Topical chlorhexidine 1% reduces maternal, neonatal bacterial colonization

9 hours ago
Topical chlorhexidine 1% reduces maternal, neonatal bacterial colonization

Topical application of chlorhexidine 1% proves effective at reducing bacterial load in both mothers and neonates, according to the results of a randomized controlled trial.

The trial was conducted at Zomba Central Hospital in Malawi and included 149 labouring women (mean age at enrolment 25.7 years) and 147 facility-born neonates (mean age at enrolment 10.3 hours, 56 percent male, mean birth weight 2,729 g).

Mothers and neonates were individually randomized to receive chlorhexidine 1% (1% CHG), chlorhexidine 2% (2% CHG), octenidine 0.1% with phenoxyethanol 2% (OHP), or to standard of care (SOC). Each topical antiseptic agent was applied either once or multiple times (every 4 h during working hours for up to 6 applications in mothers; every 24 h for up to 3 applications in neonates). Standard of care involved application of sterile water for mothers and no cleansing for neonates.

The primary outcome of change in total skin bacterial load (log10 colony-forming units [log10CFU]) from baseline at each follow-up was analysed separately in the maternal and neonatal populations. Secondary outcomes were skin condition score (range, 0–12 for neonates and 0–16 for women; lower scores indicated better condition), serious adverse events (SAEs), and neonatal temperature.

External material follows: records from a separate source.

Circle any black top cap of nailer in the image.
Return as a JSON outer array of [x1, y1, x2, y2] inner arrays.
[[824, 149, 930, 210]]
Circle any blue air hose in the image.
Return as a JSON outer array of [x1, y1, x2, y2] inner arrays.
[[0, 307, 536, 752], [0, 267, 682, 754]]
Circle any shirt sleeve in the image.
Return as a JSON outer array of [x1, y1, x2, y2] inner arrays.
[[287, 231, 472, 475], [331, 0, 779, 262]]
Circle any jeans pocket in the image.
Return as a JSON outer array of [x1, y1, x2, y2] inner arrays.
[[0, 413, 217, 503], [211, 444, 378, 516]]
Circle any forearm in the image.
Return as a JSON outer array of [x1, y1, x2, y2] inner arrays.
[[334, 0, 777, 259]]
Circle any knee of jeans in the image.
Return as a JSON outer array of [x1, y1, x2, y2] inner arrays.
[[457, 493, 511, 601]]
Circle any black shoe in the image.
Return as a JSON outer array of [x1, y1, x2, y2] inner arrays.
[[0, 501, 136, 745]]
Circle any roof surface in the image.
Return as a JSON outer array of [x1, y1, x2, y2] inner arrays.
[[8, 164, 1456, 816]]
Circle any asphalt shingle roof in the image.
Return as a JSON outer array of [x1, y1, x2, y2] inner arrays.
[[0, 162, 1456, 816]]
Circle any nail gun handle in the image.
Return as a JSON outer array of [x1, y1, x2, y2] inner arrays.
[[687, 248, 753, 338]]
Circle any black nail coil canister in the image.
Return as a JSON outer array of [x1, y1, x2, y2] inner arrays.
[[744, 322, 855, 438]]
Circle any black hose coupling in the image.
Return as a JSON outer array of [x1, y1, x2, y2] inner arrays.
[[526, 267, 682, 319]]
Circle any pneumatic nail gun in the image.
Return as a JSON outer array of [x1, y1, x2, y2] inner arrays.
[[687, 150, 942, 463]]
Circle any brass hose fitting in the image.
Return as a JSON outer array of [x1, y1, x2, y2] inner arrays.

In mothers, bacterial load was higher with OHP (adjusted log10CFU difference, 1.7, 95 percent CI, 0.9–2.5) and SOC (adjusted log10CFU difference, 3.5, 95 percent CI, 2.4–4.6) compared with 1% CHG. There was no clear difference between 1% CHG and 2% CHG. Efficacy in terms or reducing bacterial load was not modified by the frequency of application (multiple vs single application: adjusted log10CFU difference, −0.4, 95 percent CI, −1.1 to 0.2).

In neonates, 1% CHG similarly showed better efficacy than SOC at reducing bacterial load (adjusted log10CFU difference, 1.3, 95 percent CI, 0.2–2.4). No significant differences were observed between 1% CHG and 2% CHG (adjusted log10CFU difference, −0.2, 95 percent CI, −1.1 to 0.7) and between 1% CHG and OHP (adjusted log10CFU difference, 0.7, 95 percent CI, −0.2 to 1.6). Multiple applications showed increasing benefits over time.

Skin scores were low in both mothers and neonates (almost all had scores of 0–1, and none had ≥3).

SAE rates were similar across the treatment groups, and there no signal of post-antiseptic neonatal hypothermia identified.